Мало-помалу командир успокоился, перестал косить на меня огненным глазом и даже в конце концов сказал весьма прочувствованную речь о том, что из любого учебного недоделка можно при желании сделать человека. К концу вечера инцидент полностью был исчерпан.
Что командир полка объяснял комдиву, не знаю, но, по-видимому, объяснил успешно, потому что генерал Миронов через некоторое время снова появился в полку.
Во второй половине июня — начале июля я с батальоном провел еще несколько малозначимых как по результатам, так и по потерям операций. Упоминания заслуживает только одна из них. Как было сказано выше, еще в мае во исполнение решения по расширению зоны охраны аэродрома третью роту с подразделениями усиления выдвинули под Махмудраки. Общее руководство группировкой возложили на майора В. И. Ливенского. Рота оборудовала опорный пункт, в котором и провела благополучно полтора месяца, воюя с то ли случайно забредающими, то ли специально загоняемыми на минные поля ослами.
Эта рота была лучшей в батальоне: самой сплоченной, самой сколоченной, самой боевой. Выслушав в очередной раз «по радио» преисполненный досады доклад Владимира Ильича, я вновь и вновь обращался к командиру полка с просьбой о снятии роты с «ослиной позиции». Вновь и вновь с той или иной степенью категоричности получал отказ и вновь обращался. Наконец, как говорится, наша молитва до Бога дошла: где-то в самом начале июля командир полка поставил задачу: «Собирайся, поедешь снимать свою любимую роту, решение доложить!»
Решение у меня уже давно готово, и на следующее утро я выступил в поход во главе усиленной парашютно-десантной роты. Ливенского известили и к установленному сроку должен был ждать во главе построенной и готовой к движению колонны. К тому времени доклады его носили пессимистический характер. Стояла несусветная жара, трусы, майки и носки истлевали в считанные дни. По каким-то там причинам около трех недель в полк не завозили белье. Не было белья в полку, не было в батальоне, не было у Ливенского. Владимир Ильич докладывал, что солдаты несут службу по форме раз: трусы, каска, пистолет, с вариациями, например: резинка от трусов, та же каска, бронежилет на голое тело, автомат.

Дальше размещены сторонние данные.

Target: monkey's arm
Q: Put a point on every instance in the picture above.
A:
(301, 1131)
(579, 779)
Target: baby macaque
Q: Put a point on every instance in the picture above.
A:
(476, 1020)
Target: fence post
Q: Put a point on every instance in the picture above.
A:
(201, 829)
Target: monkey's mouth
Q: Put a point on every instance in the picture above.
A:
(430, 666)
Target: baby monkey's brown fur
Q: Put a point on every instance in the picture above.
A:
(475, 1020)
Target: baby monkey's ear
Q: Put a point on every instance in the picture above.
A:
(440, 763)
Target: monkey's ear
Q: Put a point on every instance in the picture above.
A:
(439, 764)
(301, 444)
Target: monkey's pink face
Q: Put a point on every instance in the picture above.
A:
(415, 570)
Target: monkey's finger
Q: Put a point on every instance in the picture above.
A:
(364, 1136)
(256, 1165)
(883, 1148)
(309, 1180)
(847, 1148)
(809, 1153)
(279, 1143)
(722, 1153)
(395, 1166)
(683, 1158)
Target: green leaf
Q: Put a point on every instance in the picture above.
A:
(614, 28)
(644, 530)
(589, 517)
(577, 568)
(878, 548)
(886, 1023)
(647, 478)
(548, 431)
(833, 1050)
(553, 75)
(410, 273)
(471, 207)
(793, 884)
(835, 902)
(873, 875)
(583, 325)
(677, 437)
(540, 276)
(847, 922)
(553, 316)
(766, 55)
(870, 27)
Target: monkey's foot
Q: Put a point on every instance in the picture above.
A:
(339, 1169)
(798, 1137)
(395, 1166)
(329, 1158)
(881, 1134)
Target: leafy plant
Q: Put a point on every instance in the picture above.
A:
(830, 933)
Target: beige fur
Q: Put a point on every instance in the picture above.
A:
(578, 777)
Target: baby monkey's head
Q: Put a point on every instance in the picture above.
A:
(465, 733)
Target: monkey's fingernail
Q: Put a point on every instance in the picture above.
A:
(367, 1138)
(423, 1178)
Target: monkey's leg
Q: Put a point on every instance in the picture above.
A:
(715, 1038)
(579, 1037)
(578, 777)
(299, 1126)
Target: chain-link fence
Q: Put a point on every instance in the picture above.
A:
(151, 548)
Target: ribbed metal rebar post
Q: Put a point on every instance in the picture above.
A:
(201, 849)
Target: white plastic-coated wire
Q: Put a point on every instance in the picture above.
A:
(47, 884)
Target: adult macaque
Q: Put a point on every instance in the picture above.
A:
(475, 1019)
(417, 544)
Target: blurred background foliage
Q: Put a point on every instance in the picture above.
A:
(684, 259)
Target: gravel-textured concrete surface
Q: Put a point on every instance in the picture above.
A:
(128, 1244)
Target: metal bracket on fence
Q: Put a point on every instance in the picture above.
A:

Скрупулезного, глубоко уважающего военную форму майора Ливенского от этих вынужденных нововведений тошнило — рота дозрела по всем статьям.
Был разгар лета и разгар минной войны. Практически каждый день поступали сведения о подорвавшихся машинах, БТРах, людях, ослах. Нарастающим итогом шли телеграммы, в категорической форме требующие при любых перемещениях войск выбирать маршруты вне дорог.
Туда мы прошли красиво. Маршрут был километров на пять подлиннее, но практически ни разу ни на одну дорогу мы не вышли и как результат — ни одного подрыва. Впереди на двух танковых тягачах шли саперы. Когда до места встречи оставалось метров семьсот, саперы проложили маршрут по склону пологого холма. Подножие холма огибала широкая разбитая дорога, за нею находился кишлак. Через 10 минут мы встретились с Ливенским. Еще минут 10 ушло на перестроение двух колонн в единую.